Trout between the showers part 2

May 20, 2017 at 12:25 pm

A week after my last outing on the syndicate river, saw me checking the forecast and waiting for a prolonged downpour to finish before heading west into the promised three hours of sunshine. The black clouds were in retreat when I arrived, although the hoped for mayfly were absent. After a week of showers I had expected the river to be heavily coloured, but true to it’s chalkstream origins, it was pushing, but clear.

The unweighted Hares Ear nymph of last week was still attached to my made up rod, as I entered my first pool, managing to roll a nice trout casting along the edge. Moving downstream mayfly were suddenly breaking free of the surface and it wasn’t long before the sound of rising trout could be heard. Upstream I saw a nice fish rise and retraced my steps to the pool, getting down on my knees to approach the high bank. As if by magic the floating nymph sank into a ripple and I was playing a hard fighting trout that rushed round the pool. I had already extended my landing net, which was waiting for the fight to finish.

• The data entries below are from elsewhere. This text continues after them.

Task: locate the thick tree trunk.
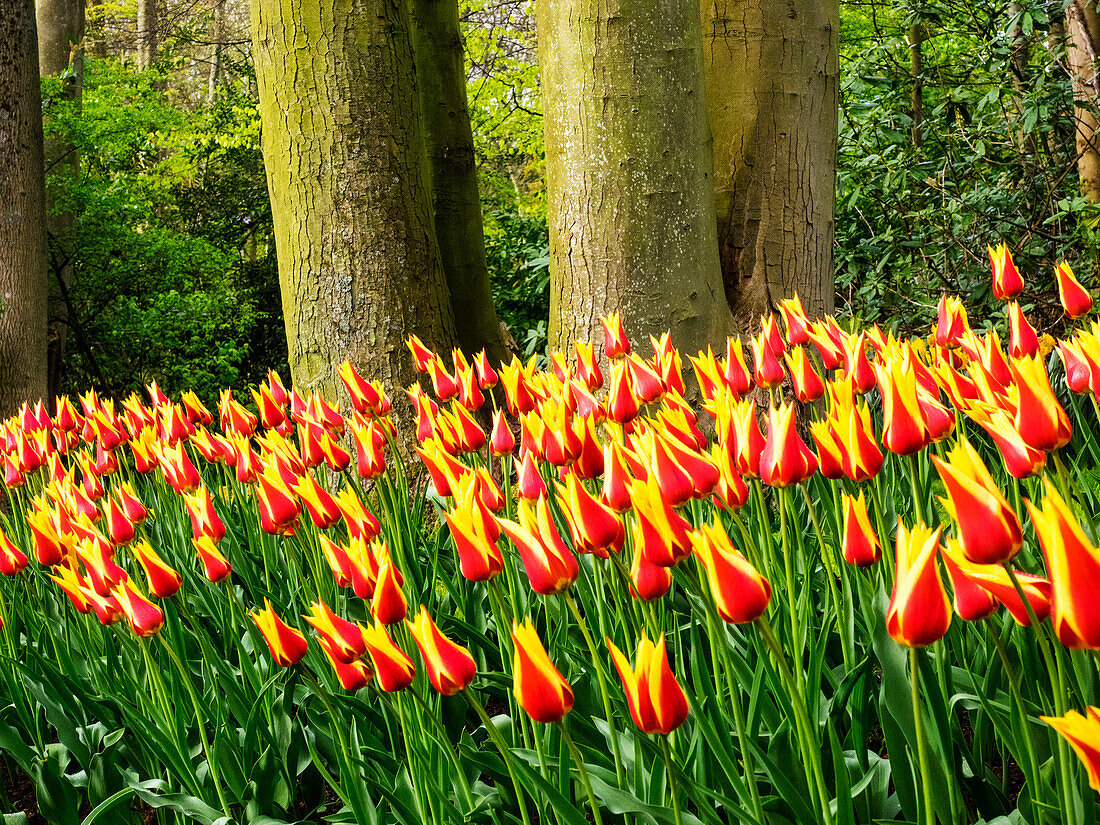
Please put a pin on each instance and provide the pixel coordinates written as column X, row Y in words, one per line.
column 147, row 33
column 772, row 84
column 218, row 35
column 628, row 172
column 441, row 79
column 61, row 37
column 358, row 259
column 1082, row 29
column 22, row 213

!8 inches of solid power, this overwintered stockie showed a few battle scars, but this river is fished from October on by coarse fishermen for chub, who complain about the trout getting in the way.

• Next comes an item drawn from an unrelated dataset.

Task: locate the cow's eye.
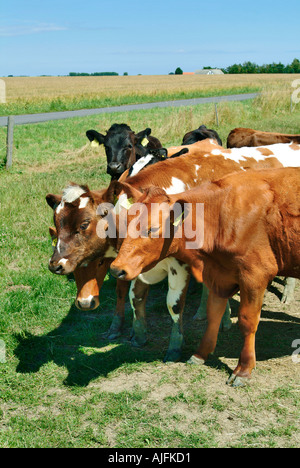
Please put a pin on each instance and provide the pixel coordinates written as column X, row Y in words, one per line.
column 84, row 225
column 153, row 230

The mayfly were now coming thick and fast, encouraged by the warming sun on the river and the trout were mopping them up, seeing my next target rising under trees in fast water above a clump of roots. After a couple of sideways flicks of the line, the nymph dropped above it and vanished in a swirl. The shallows erupted with another good fish, that darted into the hole under the roots, then out again down into a run throwing up more spray. It was soon on it’s side in my net. Two good trout in ten minutes.

There were rises everywhere and a few measured casts to a fish rising at the tail of a pool saw a wild brownie in the net.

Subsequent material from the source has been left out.